Ter adstructie van zijn stelling dat op zijn minst de schijn van partijdigheid is gewekt, heeft verzoeker aangevoerd dat in een uitspraak van 1 september 1999, 97/10731 e.a. ANW, waarin zaken van verzoeker en zes andere personen aan de orde waren met betrekking tot de toepassing van de Anw in verband met zogeheten omzettings-beschikkingen en waarop mrs. Haverkamp en De Vries hebben gezeten, de Raad zich niet over verzoekers argumentatie (en die van twee anderen) heeft uitgelaten maar in de andere vier zaken wel principiële overwegingen heeft uitgesproken.

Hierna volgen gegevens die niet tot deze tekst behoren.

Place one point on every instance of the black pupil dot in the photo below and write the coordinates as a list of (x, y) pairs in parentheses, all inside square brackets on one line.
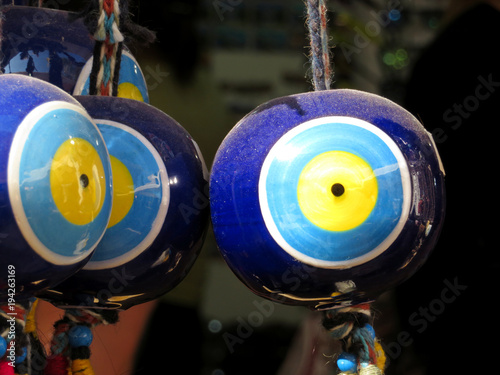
[(84, 180), (338, 190)]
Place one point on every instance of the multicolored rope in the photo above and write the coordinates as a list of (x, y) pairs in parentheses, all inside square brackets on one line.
[(107, 50), (70, 345), (319, 46), (362, 354)]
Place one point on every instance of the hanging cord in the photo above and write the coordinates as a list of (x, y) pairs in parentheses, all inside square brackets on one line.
[(107, 50), (70, 352), (111, 26), (317, 24), (363, 353)]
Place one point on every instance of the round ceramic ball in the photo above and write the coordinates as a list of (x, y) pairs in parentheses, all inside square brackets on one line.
[(55, 185), (327, 198), (160, 209)]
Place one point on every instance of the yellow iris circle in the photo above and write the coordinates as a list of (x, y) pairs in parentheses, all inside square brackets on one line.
[(129, 91), (337, 190), (123, 191), (78, 181)]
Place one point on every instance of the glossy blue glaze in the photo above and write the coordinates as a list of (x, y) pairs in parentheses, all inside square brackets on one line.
[(45, 43), (261, 256), (36, 118), (150, 250), (56, 46), (80, 335)]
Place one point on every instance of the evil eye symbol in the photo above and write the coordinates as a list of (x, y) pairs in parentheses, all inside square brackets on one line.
[(59, 181), (131, 81), (335, 192), (141, 195)]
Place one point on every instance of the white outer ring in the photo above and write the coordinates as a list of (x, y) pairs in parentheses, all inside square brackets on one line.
[(277, 150), (14, 164), (162, 212)]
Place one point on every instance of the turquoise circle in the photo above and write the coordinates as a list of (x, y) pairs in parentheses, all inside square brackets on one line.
[(56, 233), (135, 232), (285, 219)]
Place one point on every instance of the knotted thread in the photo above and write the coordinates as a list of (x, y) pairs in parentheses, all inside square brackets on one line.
[(352, 327), (66, 360), (319, 49), (107, 50)]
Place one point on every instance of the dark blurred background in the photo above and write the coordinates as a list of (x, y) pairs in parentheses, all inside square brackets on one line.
[(215, 60)]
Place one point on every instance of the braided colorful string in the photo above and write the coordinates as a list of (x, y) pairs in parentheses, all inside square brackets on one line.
[(107, 51), (363, 354), (320, 52), (70, 352)]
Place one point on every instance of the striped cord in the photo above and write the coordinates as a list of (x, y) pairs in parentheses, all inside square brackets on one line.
[(107, 50), (319, 49)]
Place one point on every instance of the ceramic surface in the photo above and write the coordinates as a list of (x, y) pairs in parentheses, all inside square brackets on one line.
[(160, 210), (55, 184), (326, 199)]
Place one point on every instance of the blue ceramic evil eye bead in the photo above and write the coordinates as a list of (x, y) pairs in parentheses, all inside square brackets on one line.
[(3, 346), (160, 209), (347, 362), (326, 198), (55, 184), (49, 44), (80, 335)]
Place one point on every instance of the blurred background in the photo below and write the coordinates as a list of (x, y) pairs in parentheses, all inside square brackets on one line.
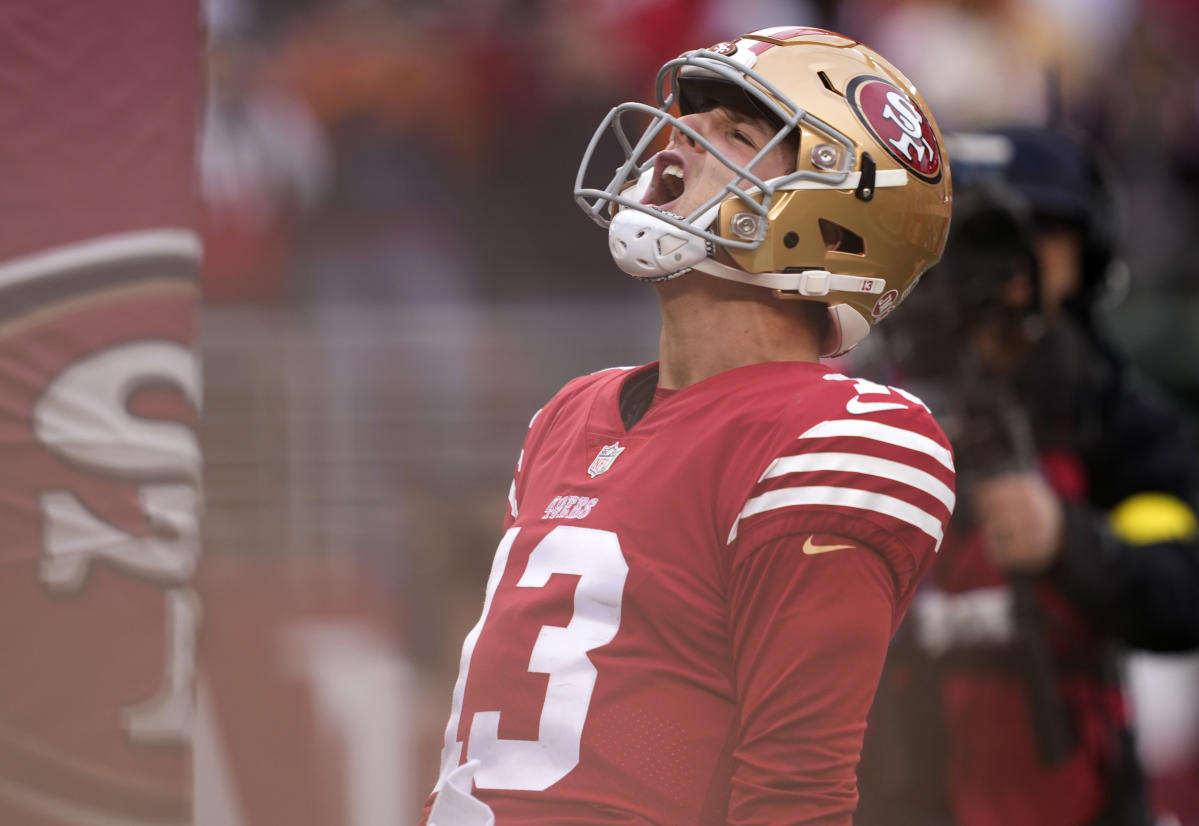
[(396, 278)]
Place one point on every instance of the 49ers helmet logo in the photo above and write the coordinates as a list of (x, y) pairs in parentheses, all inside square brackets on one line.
[(898, 124)]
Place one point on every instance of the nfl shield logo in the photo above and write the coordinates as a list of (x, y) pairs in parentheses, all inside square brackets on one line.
[(608, 453)]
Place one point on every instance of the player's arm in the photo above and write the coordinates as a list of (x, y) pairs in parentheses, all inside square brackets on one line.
[(809, 633)]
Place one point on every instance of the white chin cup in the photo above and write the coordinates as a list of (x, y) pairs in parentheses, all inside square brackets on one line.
[(645, 246), (847, 329)]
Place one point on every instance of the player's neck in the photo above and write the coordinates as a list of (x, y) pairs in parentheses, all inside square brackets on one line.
[(710, 325)]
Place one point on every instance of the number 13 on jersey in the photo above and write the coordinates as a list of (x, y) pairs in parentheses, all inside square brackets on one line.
[(561, 652)]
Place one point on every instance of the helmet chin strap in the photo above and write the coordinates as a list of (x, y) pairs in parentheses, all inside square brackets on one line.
[(654, 249)]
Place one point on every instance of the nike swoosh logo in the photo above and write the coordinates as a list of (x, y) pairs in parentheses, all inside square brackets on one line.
[(857, 407), (809, 548)]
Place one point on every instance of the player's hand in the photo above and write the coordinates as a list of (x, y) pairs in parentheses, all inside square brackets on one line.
[(1020, 520)]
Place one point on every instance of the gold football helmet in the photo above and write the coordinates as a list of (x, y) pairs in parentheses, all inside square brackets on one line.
[(869, 172)]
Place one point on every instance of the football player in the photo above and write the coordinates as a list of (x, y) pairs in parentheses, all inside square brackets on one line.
[(704, 558)]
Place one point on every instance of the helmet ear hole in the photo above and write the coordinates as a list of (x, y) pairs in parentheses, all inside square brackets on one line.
[(841, 239)]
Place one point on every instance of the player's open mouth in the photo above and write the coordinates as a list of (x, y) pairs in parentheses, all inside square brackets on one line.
[(668, 182)]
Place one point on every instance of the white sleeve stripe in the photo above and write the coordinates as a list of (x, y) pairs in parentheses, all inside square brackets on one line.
[(860, 463), (854, 498), (865, 428)]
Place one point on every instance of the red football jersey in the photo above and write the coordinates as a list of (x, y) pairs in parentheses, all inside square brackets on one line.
[(686, 620)]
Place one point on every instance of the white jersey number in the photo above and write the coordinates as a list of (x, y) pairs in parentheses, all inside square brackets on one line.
[(561, 652)]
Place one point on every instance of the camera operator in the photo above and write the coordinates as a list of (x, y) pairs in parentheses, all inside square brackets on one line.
[(1001, 703)]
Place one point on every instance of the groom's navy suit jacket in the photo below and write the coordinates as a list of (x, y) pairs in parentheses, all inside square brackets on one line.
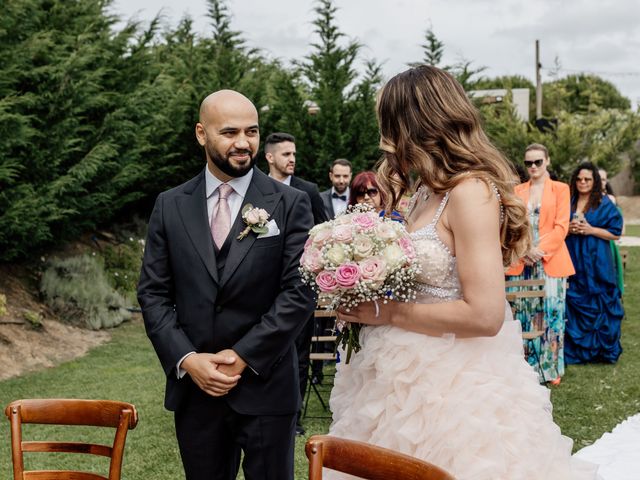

Voorts is in verband met de gestelde (schijn van) partijdigheid aangevoerd dat in januari 2001 door de Raad principiële uitspraken zijn gedaan in een aantal soortgelijke zaken met betrekking tot de toepassing van de Anw in verband met vermindering van de uitkering wegens het ontvangen van bepaalde inkomsten. Op die zaken hebben mrs. Haverkamp en De Vries gezeten. Bij de voorbereiding van die zogeheten proefprocessen is de onderhavige soortgelijke zaak van verzoeker ondanks een daartoe gedaan verzoek niet betrokken. Omdat verzoeker de gang van zaken rond die selectie onduidelijk vindt, is ook daardoor zijn wantrouwen jegens de betrokken rechters gewekt.
Ten slotte heeft verzoeker aangevoerd dat mr. Haverkamp onlangs aan het slot van de behandeling van een ANW-zaak voor de enkelvoudige kamer van de Raad, waarin verzoeker als gemachtigde optrad, zou hebben opgemerkt dat verzoeker de betrokkene ertoe zou hebben aangezet om in hoger beroep te gaan. Verzoeker heeft ontkend dat hij dat heeft gedaan. Hij meent dat een dergelijke opmerking op zijn minst de schijn van partijdigheid heeft gewekt.
Mr. Haverkamp heeft ter zitting geschetst hoe de selectie van de zaken die heeft geleid tot de uitspraken van de Raad van 24 januari 2001, in zijn werk is gegaan.
Aan verzoeker is naar aanleiding van een herhaald verzoek bij brief van 27 juni 2000 uiteengezet waarom zijn zaak niet bij deze selectie is betrokken.
Mr. De Vries heeft zich bij de uiteenzetting van mr. Haverkamp aangesloten.
De Raad overweegt het volgende.
Blijkens de memorie van toelichting bij artikel 8:15 van de Awb (PG AwbII, p. 410) is de ratio van het instituut van de wraking gelegen in het waken tegen inbreuken op de rechterlijke onpartijdigheid en tegen de schijn van rechterlijke partijdigheid. Het in dit artikel geformuleerde criterium stemt overeen met dat van de Wet op de Raad van State, de Beroepswet en de Wet Administratieve rechtspraak bedrijfsorganisatie, zoals deze wetten luidden tot 1 januari 1994, aldus de memorie van toelichting bij Afdeling 8.1.4. van de Awb (PG Awb II, p. 409).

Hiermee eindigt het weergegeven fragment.